Will Russia Be Driven from the West?
American opponents of readmitting Moscow to the former G8 fail to understand the consequences.
The Nation
By Stephen F. Cohen
September 18, 2019
(Underlines by ST)
(Audio from the John Batchelor show 1 of 2 is available here. Audio from the John Batchelor show 2 of 2 is available here.)
Two years ago, I asked, “Will Russia Leave the West?” The world’s largest territorial country—sprawling from its major European city St. Petersburg to its vast Far Eastern territories and long border with China—Russia cannot, of course, depart the West geographically. But it can do so politically, economically, and strategically.
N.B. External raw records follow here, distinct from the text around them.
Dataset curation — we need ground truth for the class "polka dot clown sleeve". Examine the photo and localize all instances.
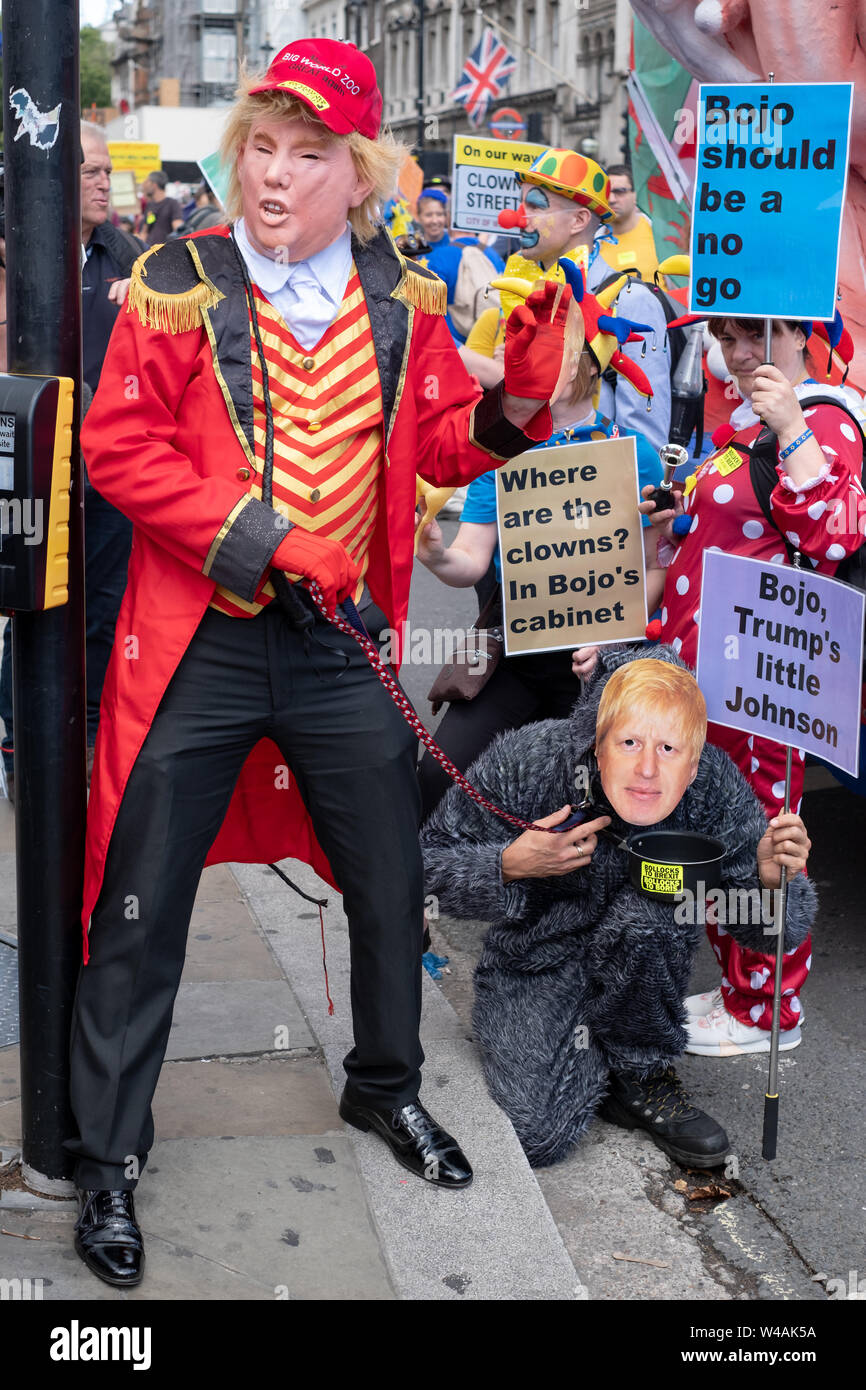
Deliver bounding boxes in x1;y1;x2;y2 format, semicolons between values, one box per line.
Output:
770;406;866;574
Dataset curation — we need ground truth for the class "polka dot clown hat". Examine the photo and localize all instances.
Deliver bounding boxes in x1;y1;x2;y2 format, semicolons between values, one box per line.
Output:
517;150;613;222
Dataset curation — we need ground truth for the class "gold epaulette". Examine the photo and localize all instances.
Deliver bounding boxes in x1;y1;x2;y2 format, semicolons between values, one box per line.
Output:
126;239;225;334
402;260;448;314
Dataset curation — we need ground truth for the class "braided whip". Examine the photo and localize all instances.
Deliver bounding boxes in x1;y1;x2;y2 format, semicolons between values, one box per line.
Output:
304;580;569;835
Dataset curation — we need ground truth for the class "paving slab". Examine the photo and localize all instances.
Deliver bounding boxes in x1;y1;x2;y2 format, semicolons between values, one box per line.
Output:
196;865;240;905
0;1133;393;1302
182;897;282;984
165;980;316;1061
325;1040;581;1301
150;1056;342;1140
234;859;466;1051
0;850;18;937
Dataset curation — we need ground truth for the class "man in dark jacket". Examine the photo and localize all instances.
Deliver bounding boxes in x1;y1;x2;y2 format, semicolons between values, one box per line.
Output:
421;646;816;1168
0;121;145;801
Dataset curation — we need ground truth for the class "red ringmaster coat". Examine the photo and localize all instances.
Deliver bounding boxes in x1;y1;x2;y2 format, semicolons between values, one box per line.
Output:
82;228;546;959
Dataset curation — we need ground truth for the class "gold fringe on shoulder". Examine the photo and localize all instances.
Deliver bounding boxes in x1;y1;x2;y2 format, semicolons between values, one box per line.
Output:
400;261;448;314
126;246;225;334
Indeed, where Russia belongs, where it should seek its identity, security, and future—in the East or in the West—has divided the nation’s policymakers and intellectual elites for centuries.
In our times, as I also pointed out two years ago, a Russia departed, or driven, from the West would likely mean “a Russia—with its vast territories, immense natural resources, world-class sciences, formidable military and nuclear power, and UN Security Council veto—allied solidly with all the other emerging powers that are not part the US-NATO Western ‘world order’ and even opposed to it. And, of course, it would drive Russia increasingly afar from the West’s liberalizing influences, back toward its more authoritarian traditions.